İş Kültür Yayınlarından okudum. The Tudors dizisini seyrettikten sonra Thomas More’u merak etmiştim zaten. Kitabın yarısı Thomas More’un yazdığı ütopya, diğer yarısı ise Thomas More ve Ütopya eserinin incelenmesi ki ben bu ikinci kısmı okurken daha çok zevk aldım. Thomes More’un hayatı ve Ütopya’nın günümüzde neden önemli olduğunu kavramak için harika bir şekilde yayına hazırlamış yayınevi.

11 Beğeni

Agatha Christie’nin “Örümcek Ağı” kitabını bir solukta bitirdim. Agatha Christie’nin okuduğum üçüncü kitabıydı ve yine çok beğenerek okudum. Bir çırpıda okunan ve okuyucuyu içine çekip elinden düşürmeden okumasını sağlayan bir eser. Daha önce okuduğum kitaplarından farklı bulup, “ee şimdi bildim ben” diyerek okudum fakat yine de şaşırtmayı başarıyor yazar.

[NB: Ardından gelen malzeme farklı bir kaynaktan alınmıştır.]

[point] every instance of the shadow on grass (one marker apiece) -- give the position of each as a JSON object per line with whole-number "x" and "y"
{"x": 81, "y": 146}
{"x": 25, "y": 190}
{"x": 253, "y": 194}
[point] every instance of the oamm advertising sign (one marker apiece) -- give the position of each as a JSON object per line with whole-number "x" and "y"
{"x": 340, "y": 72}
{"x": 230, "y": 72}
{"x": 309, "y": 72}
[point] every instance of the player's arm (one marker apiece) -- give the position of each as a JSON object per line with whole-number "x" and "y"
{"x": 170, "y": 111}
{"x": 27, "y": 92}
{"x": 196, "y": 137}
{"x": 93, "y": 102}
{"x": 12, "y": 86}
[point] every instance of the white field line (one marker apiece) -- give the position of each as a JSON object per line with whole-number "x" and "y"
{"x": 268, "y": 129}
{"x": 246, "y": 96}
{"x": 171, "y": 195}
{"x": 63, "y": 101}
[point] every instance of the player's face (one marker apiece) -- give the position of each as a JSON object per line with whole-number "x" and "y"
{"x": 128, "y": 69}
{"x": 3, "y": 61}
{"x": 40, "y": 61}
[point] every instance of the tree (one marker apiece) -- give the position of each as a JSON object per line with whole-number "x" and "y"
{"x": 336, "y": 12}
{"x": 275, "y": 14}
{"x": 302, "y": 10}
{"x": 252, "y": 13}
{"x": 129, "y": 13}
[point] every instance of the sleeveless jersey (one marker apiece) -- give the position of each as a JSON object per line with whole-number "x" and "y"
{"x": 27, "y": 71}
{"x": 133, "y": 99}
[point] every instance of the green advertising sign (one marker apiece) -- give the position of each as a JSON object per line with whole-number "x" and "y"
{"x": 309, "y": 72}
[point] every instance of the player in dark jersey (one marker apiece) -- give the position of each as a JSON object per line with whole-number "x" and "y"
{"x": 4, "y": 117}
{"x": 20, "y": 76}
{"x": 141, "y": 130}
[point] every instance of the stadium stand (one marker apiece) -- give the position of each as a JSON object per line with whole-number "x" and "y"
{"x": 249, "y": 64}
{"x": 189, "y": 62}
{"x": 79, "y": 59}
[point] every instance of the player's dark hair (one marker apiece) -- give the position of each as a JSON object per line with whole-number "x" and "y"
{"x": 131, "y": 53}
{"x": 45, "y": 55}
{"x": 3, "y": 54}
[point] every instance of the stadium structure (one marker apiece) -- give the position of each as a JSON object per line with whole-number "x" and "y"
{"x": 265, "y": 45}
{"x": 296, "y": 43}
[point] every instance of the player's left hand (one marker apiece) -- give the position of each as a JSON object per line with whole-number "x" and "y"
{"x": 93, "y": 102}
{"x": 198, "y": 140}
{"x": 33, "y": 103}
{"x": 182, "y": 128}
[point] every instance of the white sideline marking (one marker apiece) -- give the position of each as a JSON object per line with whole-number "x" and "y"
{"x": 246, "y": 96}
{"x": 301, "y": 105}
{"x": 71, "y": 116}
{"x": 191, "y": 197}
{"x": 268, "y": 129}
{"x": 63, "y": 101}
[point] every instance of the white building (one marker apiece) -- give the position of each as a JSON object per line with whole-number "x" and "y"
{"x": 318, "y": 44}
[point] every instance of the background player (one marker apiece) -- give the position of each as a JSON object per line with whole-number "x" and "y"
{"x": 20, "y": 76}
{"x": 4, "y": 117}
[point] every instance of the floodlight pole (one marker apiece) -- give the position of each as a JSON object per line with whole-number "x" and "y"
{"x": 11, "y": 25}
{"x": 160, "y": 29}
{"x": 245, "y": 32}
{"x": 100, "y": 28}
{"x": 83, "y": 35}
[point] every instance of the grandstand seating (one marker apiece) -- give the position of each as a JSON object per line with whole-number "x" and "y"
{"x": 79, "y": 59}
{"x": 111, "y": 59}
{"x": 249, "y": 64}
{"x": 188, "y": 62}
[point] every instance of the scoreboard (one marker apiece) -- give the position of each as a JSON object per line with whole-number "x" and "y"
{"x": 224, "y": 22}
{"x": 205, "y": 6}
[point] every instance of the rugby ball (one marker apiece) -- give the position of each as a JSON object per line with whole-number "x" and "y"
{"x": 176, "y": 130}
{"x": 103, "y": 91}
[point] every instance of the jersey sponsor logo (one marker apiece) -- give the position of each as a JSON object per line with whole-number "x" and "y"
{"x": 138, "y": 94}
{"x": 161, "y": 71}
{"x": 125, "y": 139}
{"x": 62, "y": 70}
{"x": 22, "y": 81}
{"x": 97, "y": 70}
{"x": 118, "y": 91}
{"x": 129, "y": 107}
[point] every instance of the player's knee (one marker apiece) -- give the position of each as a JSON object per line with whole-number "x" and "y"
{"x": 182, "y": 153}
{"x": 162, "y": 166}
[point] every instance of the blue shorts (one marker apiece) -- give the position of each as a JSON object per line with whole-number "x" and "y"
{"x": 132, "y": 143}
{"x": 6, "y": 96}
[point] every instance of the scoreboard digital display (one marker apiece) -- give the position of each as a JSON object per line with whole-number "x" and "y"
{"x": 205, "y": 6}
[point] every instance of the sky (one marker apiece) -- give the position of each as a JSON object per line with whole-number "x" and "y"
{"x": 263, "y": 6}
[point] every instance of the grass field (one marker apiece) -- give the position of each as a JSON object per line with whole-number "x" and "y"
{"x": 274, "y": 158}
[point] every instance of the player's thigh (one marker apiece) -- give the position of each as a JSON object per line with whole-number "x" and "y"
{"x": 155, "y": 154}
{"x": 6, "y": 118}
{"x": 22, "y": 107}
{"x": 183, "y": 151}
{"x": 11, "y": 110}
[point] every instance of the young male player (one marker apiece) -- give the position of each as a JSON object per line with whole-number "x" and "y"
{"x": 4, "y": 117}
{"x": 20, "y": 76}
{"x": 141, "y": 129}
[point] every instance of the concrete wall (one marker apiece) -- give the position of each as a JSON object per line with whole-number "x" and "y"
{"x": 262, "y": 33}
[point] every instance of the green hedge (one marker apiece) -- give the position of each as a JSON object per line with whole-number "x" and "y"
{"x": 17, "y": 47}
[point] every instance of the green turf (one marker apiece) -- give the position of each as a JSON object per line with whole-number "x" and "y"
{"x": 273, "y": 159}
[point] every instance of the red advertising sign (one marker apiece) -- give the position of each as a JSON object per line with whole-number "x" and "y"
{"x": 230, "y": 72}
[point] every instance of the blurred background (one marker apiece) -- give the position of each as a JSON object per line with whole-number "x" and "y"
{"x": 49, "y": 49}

Okuyupta beğenmediğim kitabı olmadı Agatha’nın. Mutlaka insanı şaşırtmayı başarıyor. Ve daha listemde bir çok kitabı olması nedeniyle daha çok şaşırtmaya devam edecektir mutlaka. Cinayet ve gizemli olayları sevenlere tavsiye edeceğim, sürükleyici bir roman.

8 Beğeni


Beyaz Zambaklar Ülkesinde kitabını okudum. Bu kitabın adını ilkokulda okurken bile duymuştum ama okumak bugüne nasipmiş

  1. yüzyılda fakirlik ve sefalet içinde yaşamlarını sürdüren Fin halkının, Johan Vilhelm Snellman veya kısaca Snellman adındaki bir bilginin önderliğinde başlayan eğitim hareketine yine Snellman’ın yoğun çabalarıyla toplumun her kesimi katılmış ve Fin Toplumu kısa bir sürede bir değil birden fazla çağ atlamış. Kitapta ise bu eğitim seferberliğinin nasıl başladığı ve bu eğitim seferberliği sayesinde ne gibi sonuçlar elde edildiği anlatılıyor.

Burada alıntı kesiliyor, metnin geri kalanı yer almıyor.